One particularly useful improvement is in the way the program handles skewed scans. Caere claims OmniPage can work with scans which are tipped up to 10¡, a distinct improvement on previous versions. It handles these by performing a 'straightness recognition' and adjusting the orientation automatically, although this can be done by hand if you prefer.

The core OCR process is based on character recognition, but the OCR engine uses one or more dictionary files to perform on-the-fly word recognition as well. This makes the results and proof-reading suggestions a little more intelligent, and also provides the basis for the multilingual OCR claims.

OmniPage ships with dictionaries for a number of different languages, including UK English, Danish, French, German, Spanish and two varieties of Portuguese. These can be enabled individually or together, and are used by OmniPage when recognising the text and performing the proof-reading functions. This allows it to handle multiple languages on a page with aplomb, although enabling many different dictionaries will slow OmniPage down. It struggled a little with our German test page, but this was due to the quality of the photocopy rather than any discernible language deficiencies.

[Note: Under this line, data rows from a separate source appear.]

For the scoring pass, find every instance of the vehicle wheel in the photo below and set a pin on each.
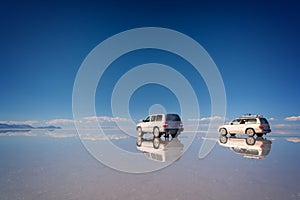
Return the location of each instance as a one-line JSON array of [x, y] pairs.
[[223, 139], [250, 132], [156, 132], [250, 140], [156, 143], [140, 132], [223, 131], [139, 141], [259, 134]]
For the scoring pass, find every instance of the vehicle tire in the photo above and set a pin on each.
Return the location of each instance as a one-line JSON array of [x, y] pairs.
[[250, 132], [140, 132], [223, 139], [259, 134], [250, 140], [174, 135], [223, 131], [156, 143], [156, 132], [139, 141]]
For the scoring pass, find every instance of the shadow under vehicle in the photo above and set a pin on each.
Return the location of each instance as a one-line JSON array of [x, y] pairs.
[[160, 150], [249, 147]]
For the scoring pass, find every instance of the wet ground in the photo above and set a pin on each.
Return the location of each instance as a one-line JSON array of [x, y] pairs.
[[56, 165]]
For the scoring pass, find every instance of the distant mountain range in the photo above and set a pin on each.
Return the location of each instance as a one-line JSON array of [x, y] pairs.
[[26, 126]]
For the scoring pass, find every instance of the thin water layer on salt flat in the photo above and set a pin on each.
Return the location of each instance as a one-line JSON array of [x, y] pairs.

It handled the language well and would certainly be useful for transcribing multilingual documents of any reasonable visual clarity.

Results are, of course, limited by the quality of the scan, so the scanner settings can affect the OCR results. OmniPage provides some basic scanner driver settings within its own preferences. Not every device listed as 'compatible' can be controlled directly from OmniPage, although in these cases the scanner's own software will usually work with the program. The Visioneer PaperPort Strobe, for instance, can pass scans directly to OmniPage Pro 8.0.

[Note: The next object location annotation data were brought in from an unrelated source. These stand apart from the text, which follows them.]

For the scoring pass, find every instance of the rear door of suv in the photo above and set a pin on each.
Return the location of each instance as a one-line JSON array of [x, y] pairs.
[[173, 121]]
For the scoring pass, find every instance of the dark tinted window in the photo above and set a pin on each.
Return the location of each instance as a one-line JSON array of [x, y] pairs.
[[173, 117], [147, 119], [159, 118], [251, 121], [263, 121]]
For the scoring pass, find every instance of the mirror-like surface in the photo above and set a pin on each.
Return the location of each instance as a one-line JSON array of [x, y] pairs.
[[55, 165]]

How much you need an OCR package is partially determined by how fast and accurate the software is. Smudged photocopies are always going to be a problem, but OmniPage Pro 8.0 has certainly improved your chances. Caere's ease-of-use claims were borne out by our tests, and the general accuracy and speed was impressive. The program copes with pages which previous versions and competing applications simply choke on. If you need to retype documents on a regular basis and have access to a scanner, then OmniPage Pro 8.0 is likely to be a help.